Sure, there were discussions with numerous schools as he pondered where to further his career. Ultimately, though, Bjork’s decision was an easy one.
He was headed to South Bend, Ind., and the University of Notre Dame – where it would be a family affair.
Bjork’s father, Kirt, was an All-American hockey player for the Fighting Irish in 1983, and his mother, Patricia, graduated from ND in 1982. Bjork’s two older sisters also graduated from Notre Dame, Brinya in 2012 and Keali in 2015. And his cousin, Ottawa Senators forward Erik Condra, was a standout for the Irish from 2005-09.
“Obviously I’ve been a Notre Dame fan my whole life and kind of been brainwashed to be a Notre Dame fan,” said Bjork, a 2014 fifth-round pick of the Bruins, who is now a sophomore forward for the NCAA Tournament-bound Fighting Irish.
“I just have always wanted to go here. It’s been a dream of mine since I was younger. It’s really an honor to be able to go to school here, especially with all my family and everyone who’s gone here before me. It makes it a lot more special.”
Because of his family’s long history with the institution, Bjork knew for years the value of a Notre Dame education, which is why he chose the college route as opposed to playing in juniors as so many young players now elect to do.
“[My parents] obviously value education and that was one of the things they instilled in me ever since I was young: school comes first. My mom always says, ‘No matter what happens, no one can take away your education,’” said Bjork, who is enrolled in the Mendoza College of Business.
“[Condra] encouraged me as well to get my education and go to a school like Notre Dame that offers a great education and will give you a really good degree, but also has a great hockey program. They played a big part in my decision in going the college route.”
To this point, Bjork is not regretting his choice. The 19-year-old has been thriving both on and off the ice, developing his hockey skills, while also maturing as an individual.
“The school really pushes you and teaches you discipline and a lot of life lessons that are important,” said Bjork, whose father is 12th on Notre Dame’s all-time points list with 161 and is currently the school’s Midwest Director of Regional Development.
“I think I’ve grown a lot and it’s helped me to keep balance in life and realize you’ve got to take care of things like school that you might not be as interested in as hockey. But you’ve just got to do those things so you can play the game you love.
“Also, with the coaching staff and facilities here, I think I’ve grown a lot and developed a lot strength-wise and skill-wise. It’s been a really good fit for me and has definitely taught me stuff and continues to help me grow every day.”
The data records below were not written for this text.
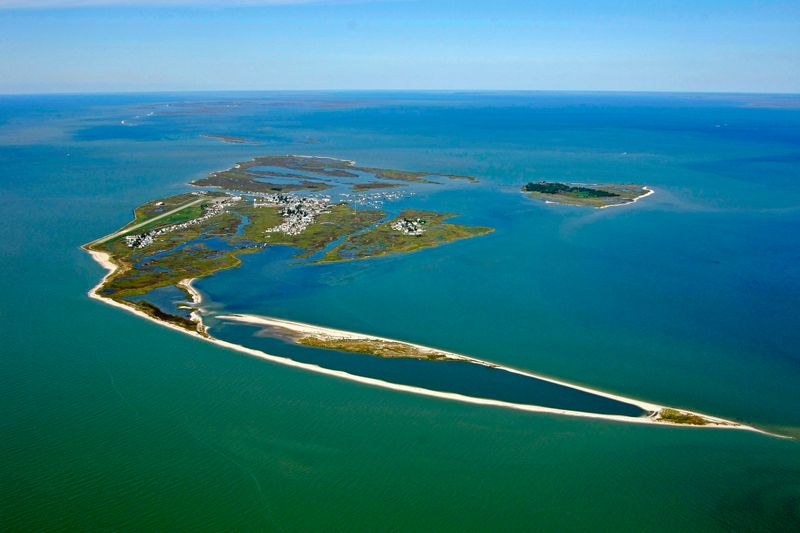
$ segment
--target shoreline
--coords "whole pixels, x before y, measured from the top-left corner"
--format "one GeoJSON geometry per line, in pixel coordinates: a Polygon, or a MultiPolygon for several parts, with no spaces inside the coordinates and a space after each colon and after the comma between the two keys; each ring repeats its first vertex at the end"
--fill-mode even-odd
{"type": "MultiPolygon", "coordinates": [[[[440,399],[451,400],[451,401],[459,401],[459,402],[462,402],[462,403],[469,403],[469,404],[473,404],[473,405],[486,405],[486,406],[494,406],[494,407],[504,407],[504,408],[509,408],[509,409],[515,409],[515,410],[518,410],[518,411],[526,411],[526,412],[532,412],[532,413],[544,413],[544,414],[572,416],[572,417],[579,417],[579,418],[592,418],[592,419],[599,419],[599,420],[609,420],[609,421],[614,421],[614,422],[625,422],[625,423],[629,423],[629,424],[650,424],[650,425],[656,425],[656,426],[689,427],[689,428],[739,429],[739,430],[745,430],[745,431],[752,431],[752,432],[756,432],[756,433],[761,433],[763,435],[768,435],[768,436],[772,436],[772,437],[788,438],[788,437],[785,437],[783,435],[777,435],[775,433],[770,433],[768,431],[765,431],[765,430],[762,430],[762,429],[759,429],[759,428],[756,428],[756,427],[747,426],[747,425],[744,425],[744,424],[738,424],[738,423],[735,423],[735,422],[732,422],[732,421],[728,421],[728,420],[724,420],[724,419],[721,419],[721,418],[718,418],[718,417],[702,415],[702,414],[699,414],[699,413],[695,413],[695,412],[688,411],[688,410],[683,410],[683,409],[682,409],[682,411],[684,411],[684,412],[687,412],[687,413],[690,413],[690,414],[698,414],[699,416],[703,416],[703,417],[705,417],[705,418],[707,418],[707,419],[709,419],[711,421],[716,420],[716,421],[720,421],[721,423],[720,424],[715,424],[715,423],[712,422],[712,423],[709,423],[709,424],[703,425],[703,426],[676,424],[676,423],[670,422],[670,421],[656,420],[655,418],[653,418],[652,415],[651,416],[646,416],[646,417],[630,417],[630,416],[624,416],[624,415],[611,415],[611,414],[603,414],[603,413],[589,413],[589,412],[583,412],[583,411],[571,411],[571,410],[568,410],[568,409],[557,409],[557,408],[553,408],[553,407],[543,407],[543,406],[532,405],[532,404],[520,404],[520,403],[506,402],[506,401],[502,401],[502,400],[492,400],[492,399],[489,399],[489,398],[476,398],[476,397],[473,397],[473,396],[466,396],[466,395],[459,394],[459,393],[434,391],[434,390],[431,390],[431,389],[425,389],[425,388],[416,387],[416,386],[413,386],[413,385],[401,385],[401,384],[398,384],[398,383],[392,383],[392,382],[384,381],[384,380],[377,379],[377,378],[369,378],[369,377],[364,377],[364,376],[358,376],[358,375],[355,375],[355,374],[350,374],[348,372],[344,372],[342,370],[333,370],[333,369],[324,368],[324,367],[321,367],[321,366],[318,366],[318,365],[315,365],[315,364],[311,364],[311,363],[303,363],[303,362],[300,362],[300,361],[295,361],[295,360],[287,358],[287,357],[268,354],[268,353],[263,352],[261,350],[256,350],[254,348],[248,348],[246,346],[242,346],[242,345],[235,344],[235,343],[232,343],[232,342],[224,341],[222,339],[217,339],[216,337],[213,337],[213,336],[211,336],[209,334],[207,334],[207,336],[203,336],[203,335],[201,335],[200,333],[198,333],[196,331],[190,331],[190,330],[182,328],[180,326],[176,326],[174,324],[170,324],[168,322],[164,322],[164,321],[158,320],[158,319],[153,318],[153,317],[149,316],[148,314],[146,314],[146,313],[144,313],[144,312],[142,312],[142,311],[140,311],[138,309],[135,309],[134,307],[119,303],[119,302],[117,302],[115,300],[112,300],[110,298],[105,298],[105,297],[99,295],[97,293],[97,290],[100,287],[103,286],[105,281],[119,267],[114,262],[111,261],[110,255],[105,253],[105,252],[99,252],[99,251],[96,251],[96,250],[90,250],[90,249],[85,248],[85,247],[82,247],[82,249],[87,251],[89,253],[89,255],[92,257],[92,259],[94,259],[100,266],[102,266],[103,268],[108,270],[108,272],[105,274],[105,276],[103,276],[103,278],[94,287],[89,289],[89,291],[87,292],[87,295],[90,298],[92,298],[93,300],[98,300],[98,301],[101,301],[101,302],[103,302],[105,304],[111,305],[113,307],[116,307],[116,308],[119,308],[119,309],[123,309],[123,310],[125,310],[125,311],[127,311],[129,313],[133,313],[136,316],[139,316],[139,317],[144,318],[146,320],[149,320],[151,322],[155,322],[156,324],[159,324],[161,326],[167,327],[169,329],[173,329],[175,331],[179,331],[181,333],[190,335],[192,337],[195,337],[197,339],[200,339],[200,340],[203,340],[203,341],[206,341],[206,342],[210,342],[212,344],[216,344],[217,346],[221,346],[221,347],[227,348],[229,350],[234,350],[234,351],[237,351],[237,352],[240,352],[240,353],[244,353],[244,354],[250,355],[252,357],[257,357],[259,359],[264,359],[266,361],[270,361],[270,362],[277,363],[277,364],[280,364],[280,365],[289,366],[289,367],[293,367],[293,368],[299,368],[299,369],[306,370],[306,371],[309,371],[309,372],[314,372],[314,373],[317,373],[317,374],[323,374],[323,375],[327,375],[327,376],[337,377],[337,378],[340,378],[340,379],[345,379],[345,380],[348,380],[348,381],[353,381],[353,382],[361,383],[361,384],[365,384],[365,385],[371,385],[371,386],[379,387],[379,388],[383,388],[383,389],[389,389],[389,390],[400,391],[400,392],[407,392],[407,393],[411,393],[411,394],[417,394],[417,395],[421,395],[421,396],[428,396],[428,397],[432,397],[432,398],[440,398],[440,399]],[[724,423],[725,425],[723,425],[722,423],[724,423]],[[729,425],[729,424],[735,424],[735,425],[729,425]]],[[[193,300],[195,299],[195,295],[196,295],[196,297],[200,299],[199,301],[202,301],[202,296],[200,295],[200,293],[197,291],[197,289],[195,289],[191,285],[192,281],[194,281],[194,280],[193,279],[186,279],[186,280],[183,280],[181,283],[183,283],[184,287],[187,287],[188,290],[191,291],[193,300]]],[[[195,313],[196,313],[196,311],[195,311],[195,313]]],[[[225,315],[222,315],[222,316],[225,316],[225,315]]],[[[248,316],[252,316],[252,315],[248,315],[248,316]]],[[[205,331],[207,331],[205,326],[203,325],[202,318],[200,317],[199,313],[196,315],[196,317],[197,317],[197,321],[199,322],[199,325],[205,331]]],[[[256,318],[258,318],[258,317],[256,317],[256,318]]],[[[267,319],[267,320],[268,321],[273,321],[273,322],[275,322],[275,321],[277,321],[277,322],[288,322],[288,323],[293,324],[295,327],[302,326],[302,327],[306,327],[306,328],[313,328],[314,330],[325,330],[326,329],[326,328],[321,327],[321,326],[312,326],[310,324],[303,324],[303,323],[300,323],[300,322],[282,321],[281,319],[267,319]]],[[[348,334],[348,335],[350,334],[350,332],[344,332],[342,330],[332,330],[332,331],[339,332],[340,334],[341,333],[348,334]]],[[[379,338],[379,337],[370,337],[368,335],[359,334],[359,333],[353,333],[353,334],[354,335],[361,335],[363,337],[368,337],[368,338],[379,338]]],[[[411,344],[411,343],[406,343],[406,344],[411,344]]],[[[419,346],[419,345],[413,345],[413,346],[419,346]]],[[[428,348],[428,347],[424,347],[424,346],[422,346],[421,348],[432,349],[432,348],[428,348]]],[[[443,353],[452,354],[452,352],[445,352],[444,350],[436,350],[436,351],[441,351],[443,353]]],[[[614,394],[611,394],[611,393],[605,393],[605,392],[602,392],[602,391],[596,391],[594,389],[590,389],[590,388],[587,388],[587,387],[582,387],[582,386],[579,386],[579,385],[572,385],[572,384],[569,384],[569,383],[566,383],[566,382],[561,382],[561,381],[555,380],[553,378],[548,378],[546,376],[539,376],[539,375],[536,375],[536,374],[533,374],[533,373],[525,372],[525,371],[522,371],[522,370],[517,370],[517,369],[514,369],[514,368],[510,368],[510,367],[505,367],[505,366],[501,366],[501,365],[495,365],[494,363],[481,361],[479,359],[473,359],[473,358],[469,358],[469,357],[466,357],[466,356],[460,356],[459,354],[452,354],[452,355],[456,356],[455,358],[457,358],[459,360],[466,360],[466,361],[470,361],[470,362],[475,362],[477,364],[483,364],[483,365],[486,365],[486,366],[491,366],[493,368],[497,368],[497,369],[500,369],[500,370],[505,370],[505,371],[508,371],[508,372],[513,372],[513,373],[516,373],[516,374],[521,374],[521,375],[525,375],[525,376],[536,378],[536,379],[546,380],[546,381],[549,381],[551,383],[555,383],[555,384],[571,387],[571,388],[574,388],[574,389],[582,390],[584,392],[589,392],[591,394],[598,394],[598,395],[604,396],[606,398],[616,399],[618,401],[623,401],[625,403],[630,403],[630,404],[633,404],[633,405],[636,405],[636,406],[639,406],[639,407],[646,405],[646,406],[651,406],[651,407],[658,407],[659,409],[663,408],[663,406],[659,406],[657,404],[643,402],[643,401],[635,400],[635,399],[631,399],[631,398],[625,398],[623,396],[617,396],[617,395],[614,395],[614,394]]],[[[645,409],[645,410],[646,411],[652,411],[653,409],[645,409]]]]}
{"type": "Polygon", "coordinates": [[[637,196],[636,198],[634,198],[630,202],[625,202],[624,204],[601,205],[597,209],[606,209],[607,207],[622,207],[622,206],[625,206],[625,205],[635,204],[636,202],[638,202],[642,198],[647,198],[648,196],[650,196],[651,194],[654,194],[656,192],[655,189],[651,189],[650,187],[647,187],[647,186],[642,186],[642,189],[644,189],[647,192],[644,193],[644,194],[640,194],[639,196],[637,196]]]}

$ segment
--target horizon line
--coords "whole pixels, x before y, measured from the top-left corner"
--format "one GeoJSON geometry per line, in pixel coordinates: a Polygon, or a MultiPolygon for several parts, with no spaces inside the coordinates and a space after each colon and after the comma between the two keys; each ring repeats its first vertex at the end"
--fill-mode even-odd
{"type": "Polygon", "coordinates": [[[159,89],[122,91],[31,91],[2,92],[7,96],[122,96],[122,95],[161,95],[161,94],[219,94],[219,93],[572,93],[572,94],[675,94],[675,95],[721,95],[721,96],[800,96],[800,91],[727,91],[727,90],[630,90],[630,89],[159,89]]]}

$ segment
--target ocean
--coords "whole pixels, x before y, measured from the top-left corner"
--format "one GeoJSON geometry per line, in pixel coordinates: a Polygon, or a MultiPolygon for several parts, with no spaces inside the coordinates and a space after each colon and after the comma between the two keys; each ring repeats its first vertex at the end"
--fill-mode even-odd
{"type": "MultiPolygon", "coordinates": [[[[797,529],[799,163],[793,96],[0,97],[0,523],[797,529]],[[336,264],[278,247],[250,254],[195,283],[215,311],[434,346],[795,439],[374,388],[251,358],[87,297],[104,271],[81,244],[145,201],[270,154],[476,176],[385,207],[457,213],[453,222],[496,231],[336,264]],[[656,192],[592,210],[519,193],[535,180],[656,192]]],[[[383,372],[382,363],[397,362],[363,365],[383,372]]],[[[438,379],[417,366],[398,372],[438,379]]],[[[486,387],[459,372],[441,380],[486,387]]],[[[516,394],[514,384],[495,388],[516,394]]]]}

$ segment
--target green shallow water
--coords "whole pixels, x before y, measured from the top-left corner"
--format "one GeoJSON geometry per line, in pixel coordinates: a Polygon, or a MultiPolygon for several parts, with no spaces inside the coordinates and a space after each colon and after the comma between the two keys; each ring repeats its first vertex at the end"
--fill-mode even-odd
{"type": "Polygon", "coordinates": [[[491,255],[476,239],[412,254],[418,263],[289,273],[251,256],[242,272],[281,283],[248,287],[226,272],[197,285],[228,311],[398,337],[796,432],[796,114],[553,95],[538,112],[490,99],[415,101],[412,113],[384,95],[368,108],[215,119],[215,133],[284,124],[258,147],[198,138],[207,115],[116,126],[133,100],[175,98],[0,100],[3,529],[800,525],[797,441],[519,413],[273,365],[88,299],[104,272],[78,248],[133,206],[268,150],[475,173],[487,177],[479,192],[448,201],[465,223],[499,228],[491,255]],[[596,107],[581,115],[581,103],[596,107]],[[717,121],[739,130],[704,129],[717,121]],[[322,146],[302,143],[311,133],[322,146]],[[589,171],[659,194],[601,217],[511,192],[531,173],[589,171]],[[413,292],[411,271],[426,273],[413,292]],[[419,306],[427,318],[409,312],[419,306]]]}

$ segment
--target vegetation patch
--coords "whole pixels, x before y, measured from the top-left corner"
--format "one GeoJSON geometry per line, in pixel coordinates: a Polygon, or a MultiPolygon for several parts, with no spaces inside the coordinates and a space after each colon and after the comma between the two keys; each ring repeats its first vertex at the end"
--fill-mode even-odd
{"type": "Polygon", "coordinates": [[[673,424],[688,424],[690,426],[705,426],[708,420],[702,416],[693,415],[691,413],[684,413],[677,409],[662,409],[658,413],[659,419],[665,422],[672,422],[673,424]]]}
{"type": "Polygon", "coordinates": [[[378,224],[372,229],[349,235],[340,244],[329,250],[320,262],[348,261],[365,259],[395,253],[408,253],[440,246],[448,242],[478,235],[485,235],[494,231],[493,228],[481,226],[463,226],[461,224],[448,224],[446,219],[455,215],[450,213],[436,213],[434,211],[421,211],[408,209],[392,220],[378,224]],[[409,234],[399,231],[392,226],[404,220],[420,221],[419,226],[424,227],[423,233],[409,234]]]}
{"type": "Polygon", "coordinates": [[[404,357],[411,359],[429,359],[440,361],[449,359],[443,352],[424,350],[397,341],[384,341],[380,339],[334,338],[334,337],[302,337],[298,344],[326,350],[339,350],[341,352],[360,353],[375,357],[404,357]]]}
{"type": "Polygon", "coordinates": [[[633,202],[647,190],[642,185],[603,184],[568,185],[553,181],[530,182],[522,187],[522,192],[531,198],[549,203],[580,205],[586,207],[606,207],[633,202]]]}
{"type": "MultiPolygon", "coordinates": [[[[220,138],[223,136],[214,137],[220,138]]],[[[430,179],[432,175],[429,172],[361,167],[357,166],[353,161],[328,157],[281,155],[255,157],[250,161],[237,163],[227,170],[213,172],[208,177],[195,180],[192,182],[192,185],[199,187],[218,187],[231,191],[260,193],[285,193],[299,190],[323,191],[330,188],[330,185],[327,185],[320,179],[309,177],[309,174],[318,176],[319,178],[358,178],[360,176],[359,173],[371,174],[378,180],[437,183],[430,179]],[[286,172],[260,170],[258,167],[286,169],[286,172]],[[261,181],[265,177],[293,181],[289,183],[261,181]]],[[[442,177],[463,179],[472,182],[478,181],[477,178],[473,176],[459,176],[456,174],[443,174],[442,177]]],[[[357,186],[354,188],[356,190],[369,190],[402,186],[402,184],[386,184],[379,187],[377,183],[360,184],[360,187],[358,187],[359,184],[356,184],[357,186]]]]}

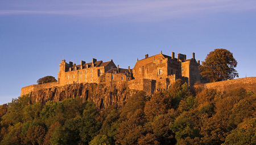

Bjork singled out a number of on-ice areas of improvement since he arrived at Notre Dame, including his defensive-zone awareness and overall body strength.
“Our coach [Jeff Jackson] is big on systems and team play. I think I’ve learned to develop and learned how to adapt and be coachable,” said Bjork. “Also, learning how to defend and play a smarter, more simple game, which is how a lot of players in the NHL play.
“I think my strength has improved a lot; we have a really good strength program here, just helping my skating and things like that. A lot of areas of my game have improved.”
The Wisconsin native’s progression has allowed him to become one of the top players in Hockey East. This season, he was named a Second-Team All-Star after leading the Fighting Irish with 33 points (11 goals, 22 assists), an uptick from his freshman campaign during which he tallied seven goals and 15 assists.
“I didn’t have the greatest freshman year, struggled at the beginning adapting, wasn’t really producing offensively, then picked it up in the second half of the year and carried that on into this year,” said Bjork.
“A lot of that is because our team has been doing well this year and I think a lot of guys have stepped up and improved a lot over the year, and from last year as well.
“I think a big part of that is my teammates and the atmosphere the team has created, which has helped me have individual success as well.”
Notre Dame’s success this season included a stint atop the Hockey East standings, where the Fighting Irish eventually finished third, three points behind Boston College and Providence. ND bowed out to Northeastern in the Hockey East quarterfinals, but received an at-large bid into the NCAA Tournament, where they were pitted against with rival Michigan in the first round.
“I’m really excited – I think we all are – especially this is my first time being in the tournament, all the guys in my class and all the freshmen,” said Bjork.
“It’s our first go at the tournament, it’s something we’ve all dreamed of and it makes it even more special that we’re playing Michigan, our rival in our region. We have a lot of school history with them. I think that makes it a lot more exciting and I think we’re all pretty jacked up about it.”